Today's Rust Dev lesson encoded the same shape in types. Where the Google services run the eval pipeline as managed infrastructure, the Rust lesson showed how an operator builds the same loop in code — useful when the operator's eval needs do not fit Google's offerings, or when the operator wants the eval loop in a deployment Google does not own. The credential exam expects fluency with Google's managed offering; the Dev lesson keeps the operator's hands on the layer underneath.

§ VIIPractice Questions

Q1 · Skew vs Drift

A team has a tabular regression model deployed to a Vertex AI Endpoint. The training dataset has been deleted under a data-retention policy. The team wants to detect quality degradation in production. Which Model Monitoring detection pattern applies?

Answer Prediction drift detection. Drift compares production against itself over time, requiring no training dataset reference. Skew detection would be the answer if the training dataset were available.

Q2 · Distance metrics by feature type

An operator configures Model Monitoring on a Vertex AI Endpoint serving a model that takes both categorical and numerical features. Which distance metrics does Model Monitoring use for each feature type?

Answer L-infinity distance for categorical features; Jensen-Shannon Divergence for numerical features. Both come from the TensorFlow Data Validation library Model Monitoring uses internally.

Q3 · Pairwise vs Pointwise

A team uses the Gen AI Evaluation Service to compare a candidate Gemini-tuned model against the production version. The team wants to know if the candidate is meaningfully better at customer-support responses before promoting. Which eval pattern is appropriate?

Answer Pairwise evaluation against the production version, with helpfulness or task-success as the chosen quality dimension. Pairwise eval reports a win-rate the operator can gate promotion on; pointwise eval would not answer the comparative question directly.

Q4 · RAG groundedness

A RAG application built on Vertex AI Vector Search and Gemini returns answers that occasionally include facts not present in the retrieved context. Which Gen AI Evaluation Service metric measures this failure mode most directly?

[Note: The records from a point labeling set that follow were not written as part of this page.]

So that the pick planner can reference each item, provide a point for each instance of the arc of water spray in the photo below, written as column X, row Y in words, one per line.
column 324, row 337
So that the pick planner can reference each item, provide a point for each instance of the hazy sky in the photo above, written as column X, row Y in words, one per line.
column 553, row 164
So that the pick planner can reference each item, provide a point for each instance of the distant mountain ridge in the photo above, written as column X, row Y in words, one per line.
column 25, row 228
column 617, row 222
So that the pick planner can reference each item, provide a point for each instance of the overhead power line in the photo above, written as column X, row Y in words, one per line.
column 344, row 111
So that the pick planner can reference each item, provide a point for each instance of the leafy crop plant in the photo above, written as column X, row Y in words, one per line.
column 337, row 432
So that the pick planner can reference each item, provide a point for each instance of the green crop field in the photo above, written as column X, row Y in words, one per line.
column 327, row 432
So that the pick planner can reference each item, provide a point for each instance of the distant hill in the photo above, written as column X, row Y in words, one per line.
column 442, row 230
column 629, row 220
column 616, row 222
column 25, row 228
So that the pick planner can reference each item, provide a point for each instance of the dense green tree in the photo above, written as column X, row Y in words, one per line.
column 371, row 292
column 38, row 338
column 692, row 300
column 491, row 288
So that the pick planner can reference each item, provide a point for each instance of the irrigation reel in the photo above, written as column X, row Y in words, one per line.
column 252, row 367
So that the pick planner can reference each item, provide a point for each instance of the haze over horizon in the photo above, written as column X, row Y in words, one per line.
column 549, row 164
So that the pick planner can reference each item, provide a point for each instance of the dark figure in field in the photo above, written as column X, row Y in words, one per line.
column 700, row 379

Answer Groundedness. The groundedness metric measures whether the model's output is supported by the provided context. Answer-relevance measures whether the answer addresses the question; context-precision and context-recall measure retrieval quality. Groundedness is the metric for the named failure.

Q5 · Eval gate in Pipelines

A team wants to gate promotion of a fine-tuned Gemini variant on automated eval results inside a Vertex AI Pipelines workflow. Which service composition lets the pipeline succeed or fail based on the eval outcome?

Answer The Gen AI Evaluation Service runs as a pipeline component that emits metrics; a downstream pipeline step reads the metrics and applies threshold gates; the pipeline fails if any gate fails, blocking promotion. The pattern is the eval-gate composition the exam expects fluency with.

§ VIIIClosing

Both Google credentials anchor their eval discipline on three concepts: baseline, metric, threshold. Pro ML reaches for Vertex AI Model Monitoring with statistical distance against training or prior production. GenAI Eng reaches for the Gen AI Evaluation Service with autorater scores against labeled datasets or baseline candidates. The two services answer different shapes of question; both implement the same operational instinct.

Examine the eval discipline well. The model Google's platform serves tomorrow is the one its monitoring or its eval gate let through today.

🫡 ⚖️ 📜

Leo.Syri — Praetor Consulate, Imperium Luminaura
Fajr 2026-06-01 — Cert lesson #8 in the curriculum spine; #2 in the Google track.